Theresa May Laid Into Boris Johnson During The Debate Over Lying To Parliament

And she did it without even mentioning the ex-MP and former PM's name.
Theresa May slammed Boris Johnson without even mentioning his name in the Commons on Monday
Theresa May slammed Boris Johnson without even mentioning his name in the Commons on Monday
Sky News/Commons

Theresa May delivered a scathing take on Boris Johnson in the Commons on Monday night – without ever even mentioning her successor’s name.

MPs gathered in parliament to vote on the privileges committee’s recommended punishments for Johnson, stripping him of his parliamentary pass – the motion passed by 354 votes to seven.

It came after the committee concluded that the former prime minister deliberately misled his colleagues from the despatch box about parties in Downing Street at the height of the pandemic.

Hours before the vote, MPs were debating the report’s findings, and May began by emphasising the “importance” of the parliamentary debate.

She said: “It’s not easy to sit in on judgement of friends and colleagues. One day, you’re judging the behaviour – the next day, you might be standing next to them in the queue in the members’ tea room.

“I know it is not easy because as prime minister, I had to judge, take decisions based on judgements about the behaviour of friends and colleagues. Decisions which affected their lives and potentially their careers.

“But friendship, working together, should not get in the way of what is right.”

Johnson and May were thought to have a pretty tumultuous relationship – she appointed him as her foreign secretary, only for him to resign in protest at her handling of the Brexit negotiations.

Once he was appointed as her successor, the leader of the Tory party and PM, she regularly spoke out against him from the backbenches.

Still, the MP for Maidenhead continued, and praised the “committee for their painstaking work and for their dignity in their face of slurs on their integrity”.

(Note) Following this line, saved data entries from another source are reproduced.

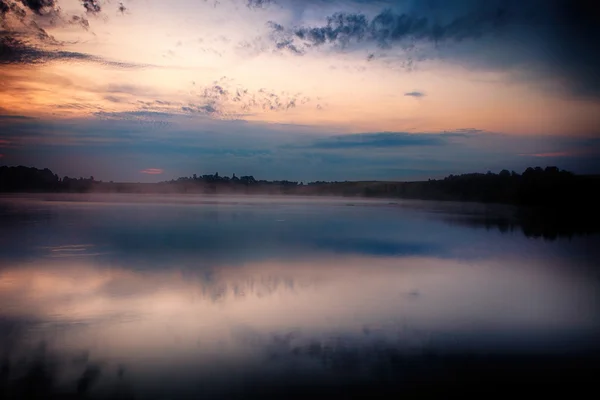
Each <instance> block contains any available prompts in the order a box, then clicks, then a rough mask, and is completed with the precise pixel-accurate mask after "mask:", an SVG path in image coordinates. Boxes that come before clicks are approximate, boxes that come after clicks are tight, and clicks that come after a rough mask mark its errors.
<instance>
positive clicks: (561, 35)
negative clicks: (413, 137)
mask: <svg viewBox="0 0 600 400" xmlns="http://www.w3.org/2000/svg"><path fill="white" fill-rule="evenodd" d="M312 4H313V5H314V3H312ZM320 4H325V3H320ZM326 4H328V5H329V7H328V8H322V9H326V10H331V9H332V7H334V6H333V4H334V3H326ZM335 4H336V6H337V7H339V8H340V11H338V12H334V13H330V14H329V16H327V17H325V18H324V21H323V22H322V23H316V24H315V23H314V22H313V23H311V24H307V23H303V22H302V21H299V23H298V24H297V25H296V24H290V26H285V24H281V23H279V22H277V21H271V22H270V23H269V28H270V33H269V38H270V41H271V43H272V45H273V46H274V49H276V50H287V51H290V52H292V53H294V54H297V55H303V54H306V53H308V52H311V51H315V50H316V49H318V48H326V49H328V50H334V51H344V52H348V51H358V52H364V51H365V49H367V51H368V54H370V55H369V56H368V60H370V61H372V60H373V58H374V56H372V55H374V50H375V49H377V48H379V49H387V50H386V51H391V53H390V54H389V55H388V60H387V61H389V63H390V65H391V66H396V67H403V68H408V69H412V68H414V64H415V63H418V62H420V61H422V60H429V59H442V60H444V61H449V62H454V63H457V64H460V65H464V66H467V67H471V68H484V69H487V70H502V71H506V72H510V73H512V74H514V77H515V78H516V79H518V80H520V81H521V82H527V83H528V84H530V83H531V82H532V80H535V81H536V82H538V83H541V81H542V80H544V81H547V82H552V85H561V87H562V89H563V90H566V91H567V92H568V93H569V94H571V95H574V96H582V97H590V98H596V99H598V98H600V74H598V72H597V71H598V70H600V53H598V52H597V51H596V49H595V47H596V46H595V44H596V43H597V42H598V41H599V40H600V20H598V15H600V5H599V4H598V3H597V2H593V1H587V0H523V1H519V2H517V1H504V0H489V1H486V2H481V1H476V0H447V1H443V2H442V1H437V0H432V1H428V2H393V1H382V2H379V3H376V4H378V5H379V6H382V8H383V9H380V10H379V11H378V12H372V11H373V8H374V7H376V5H371V6H370V7H367V6H366V4H365V3H362V2H346V3H335ZM352 4H354V5H355V6H354V7H351V6H350V5H352ZM356 5H358V6H356ZM307 7H308V6H307ZM386 7H387V8H386ZM360 9H364V11H361V12H357V11H356V10H360ZM315 10H318V9H313V10H312V11H313V14H311V15H314V13H315V12H318V11H315ZM350 10H352V11H350ZM329 12H331V11H329ZM317 15H318V14H317ZM384 58H385V57H384Z"/></svg>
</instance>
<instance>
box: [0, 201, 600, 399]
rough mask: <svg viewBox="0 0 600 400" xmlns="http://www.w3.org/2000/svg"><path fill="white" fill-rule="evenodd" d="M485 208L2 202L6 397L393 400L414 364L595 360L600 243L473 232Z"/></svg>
mask: <svg viewBox="0 0 600 400" xmlns="http://www.w3.org/2000/svg"><path fill="white" fill-rule="evenodd" d="M482 207H483V206H477V205H464V204H463V205H461V204H452V203H447V204H443V203H427V202H414V201H413V202H389V201H379V200H377V201H375V200H373V201H371V200H354V199H352V200H349V199H302V198H291V197H194V196H178V197H169V196H162V197H161V196H132V195H35V196H34V195H28V196H25V195H23V196H5V197H2V198H0V356H1V357H3V360H4V361H3V362H4V365H5V367H4V370H3V371H4V372H3V375H2V376H3V378H2V379H4V382H5V385H8V386H7V387H8V388H9V389H5V390H8V391H7V392H6V393H12V394H13V395H14V394H15V393H21V392H18V390H21V389H18V390H17V389H14V387H13V386H14V385H13V386H10V385H11V382H18V381H19V379H25V378H27V377H29V378H28V379H34V378H31V373H30V369H31V368H32V367H31V366H32V365H34V366H35V365H38V366H39V365H43V366H44V368H45V369H44V371H46V372H45V373H47V374H48V375H49V376H51V382H48V380H49V379H50V378H49V379H46V380H43V381H41V382H45V383H44V384H41V383H39V382H38V383H39V384H38V387H43V388H45V389H43V390H47V391H58V393H63V394H64V393H75V392H76V393H79V394H90V395H92V394H93V395H95V396H103V395H109V394H114V393H118V394H119V395H122V396H124V395H128V396H136V398H152V399H153V398H157V399H158V398H179V397H185V396H189V397H190V398H197V397H198V396H199V394H201V395H202V396H203V397H211V396H213V397H221V396H223V397H230V396H233V395H236V394H237V395H239V394H244V393H248V392H247V390H248V388H250V387H256V386H257V385H258V386H260V385H263V386H265V387H267V386H269V385H272V384H273V383H274V382H277V383H278V384H279V383H281V384H282V385H283V384H285V383H286V382H287V383H289V384H297V385H300V386H302V384H309V383H310V384H311V385H315V384H321V385H323V386H327V385H329V386H332V385H333V386H335V384H337V383H340V382H355V383H361V382H362V383H365V384H373V385H375V384H377V385H378V384H380V383H384V382H390V381H394V382H397V381H398V380H401V379H402V377H407V376H409V375H410V371H405V370H403V368H405V369H407V368H408V367H406V365H407V364H406V363H404V364H403V362H401V361H402V360H407V359H410V360H412V359H416V358H418V357H424V359H426V358H427V357H430V356H436V357H454V356H457V355H460V356H464V355H470V356H481V355H483V356H492V357H493V356H503V355H510V356H511V357H518V356H524V357H526V356H531V355H536V354H537V355H544V356H549V355H579V354H590V353H592V352H595V351H597V349H598V343H597V340H596V338H598V337H600V290H598V289H599V287H600V283H599V282H600V279H599V273H598V268H596V267H597V265H596V264H597V260H598V259H600V258H599V257H600V251H599V250H598V248H599V246H598V244H600V241H599V237H598V236H597V235H587V236H581V237H572V238H569V239H561V238H558V239H557V240H553V241H548V240H543V239H540V238H531V237H527V236H526V235H524V234H523V233H522V232H521V230H519V229H518V227H517V228H516V229H508V230H507V229H506V228H505V227H504V228H503V226H499V228H500V229H494V227H493V226H492V227H490V226H489V224H487V225H484V224H480V225H477V224H476V223H473V220H474V219H473V216H474V215H475V216H477V215H480V214H482V212H483V211H482ZM484 211H485V213H486V214H487V215H489V213H490V212H494V213H499V214H502V213H506V212H507V210H506V209H504V208H502V207H499V208H498V209H493V210H492V211H490V208H489V207H485V210H484ZM467 216H468V220H469V221H470V222H469V223H461V220H463V219H466V218H467ZM475 219H476V218H475ZM411 365H412V364H411ZM403 366H404V367H403ZM411 368H412V369H411V370H412V371H414V368H413V367H411ZM424 373H429V372H424ZM36 376H37V375H36ZM24 377H25V378H24ZM35 379H38V378H35ZM39 379H41V378H39ZM44 379H45V378H44ZM6 382H8V383H6ZM40 385H41V386H40ZM44 385H45V386H44ZM15 396H16V395H15ZM42 397H44V396H42ZM46 397H48V396H46Z"/></svg>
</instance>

At this point, the House murmured in agreement, with chair of the committee Harriet Harman nodding in appreciation of May’s sentiment (the committee accused Johnson in its report of trying to attack its members ahead of the report’s release).

Former prime minister May continued: ″This committee report matters, this debate matters, and this vote matters.

“They matter because they strike at the heart of the bond of trust and respect between the bond of parliament that underpin the workings of this place and this democracy.”

May also claimed the public’s trust in parliament is “eroded” if MPs are seen trying to save the careers of people who have been found guilty of wrongdoing, citing the Owen Paterson saga which essentially triggered Johnson’s resignation from Downing Street last year.

She pointedly said, “we are all responsible for our own actions” too – possibly a reference to Johnson’s repeated claims that he did not intentionally lie to MPs about parties in Downing Street.

She added: “The decision of the House on this report is important. It is important to show the public that there is not one rule for them and another for us.”

May also suggested MPs have a “greater” responsibility than most to uphold the rules and set an example – perhaps a stab at how Johnson, Rishi Sunak and Carrie Johnson were all fined for breaching Covid lockdown rules last year.

She also took a subtle swipe at the current prime minister, calling on the Conservatives to “show that we are prepared to act when one of our own, however senior, is found wanting”.

Sunak was controversially absent from the vote, along with most of his government.

May continued: “Following an unsettling period in our political life, support for the report of the privileges committee will be a small but important step in restoring people’s trust in members of this house and of parliament.”

And her carefully put together speech did not go unnoticed on Twitter, with many users pointing out her “real leadership”.

However, not everyone was here for it. Some were keen to remind others that May did appoint Johnson to her own cabinet as foreign secretary, years before he got into No.10 himself.